🤖 AI Summary
This work investigates how large language models (LLMs) leverage “model memory”—i.e., reuse of their own prior labeling outputs—to improve performance in text annotation tasks. We systematically evaluate zero-shot, few-shot, and memory-augmented annotation on political science datasets using GPT-4o and Llama 3.1. Our empirical analysis provides the first evidence that model memory significantly boosts annotation accuracy by 5–25%. Building on this finding, we propose a memory-augmented framework that integrates model memory with reinforcement learning strategies; it yields additional performance gains in three of four benchmark tasks. Methodologically, the study demonstrates that LLMs’ internal states serve as an effective implicit knowledge source for annotation. Substantively, it introduces a scalable, human-label-free paradigm for low-resource, high-consistency annotation—circumventing manual annotation effort while preserving reliability.
📝 Abstract
Generative Large Language Models (LLMs) have shown promising results in text annotation using zero-shot and few-shot learning. Yet these approaches do not allow the model to retain information from previous annotations, making each response independent from the preceding ones.

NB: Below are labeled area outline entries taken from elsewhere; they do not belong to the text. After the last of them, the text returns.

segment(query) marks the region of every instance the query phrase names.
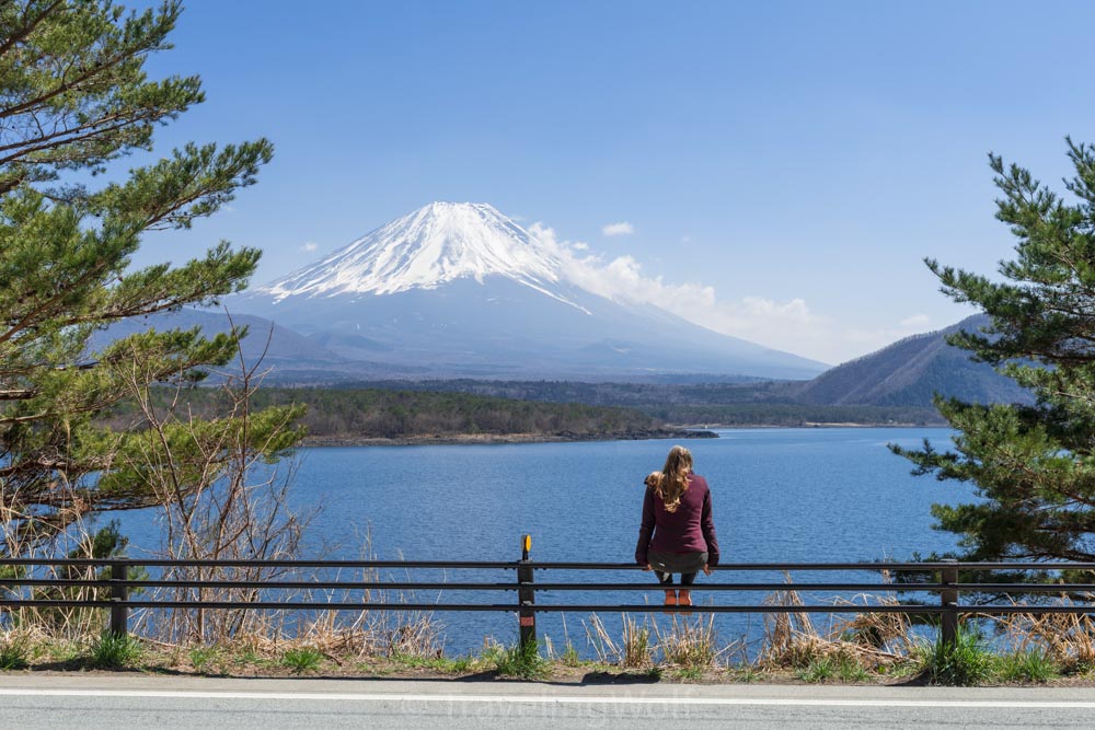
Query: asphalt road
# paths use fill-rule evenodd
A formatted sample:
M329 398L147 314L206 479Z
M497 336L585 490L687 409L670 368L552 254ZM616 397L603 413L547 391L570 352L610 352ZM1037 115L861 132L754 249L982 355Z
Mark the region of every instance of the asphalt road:
M0 674L0 728L1090 728L1092 688Z

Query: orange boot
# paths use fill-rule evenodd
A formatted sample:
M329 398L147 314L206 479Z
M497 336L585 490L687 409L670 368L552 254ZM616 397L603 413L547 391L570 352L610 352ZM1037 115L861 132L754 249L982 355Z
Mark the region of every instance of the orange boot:
M679 605L679 606L690 606L690 605L692 605L692 591L678 591L677 592L677 605Z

This raises the question of whether model memory -- the LLM having knowledge about its own previous annotations in the same task -- affects performance. In this article, using OpenAI's GPT-4o and Meta's Llama 3.1 on two political science datasets, we demonstrate that allowing the model to retain information about its own previous classifications yields significant performance improvements: between 5 and 25% when compared to zero-shot and few-shot learning. Moreover, memory reinforcement, a novel approach we propose that combines model memory and reinforcement learning, yields additional performance gains in three out of our four tests. These findings have important implications for applied researchers looking to improve performance and efficiency in LLM annotation tasks.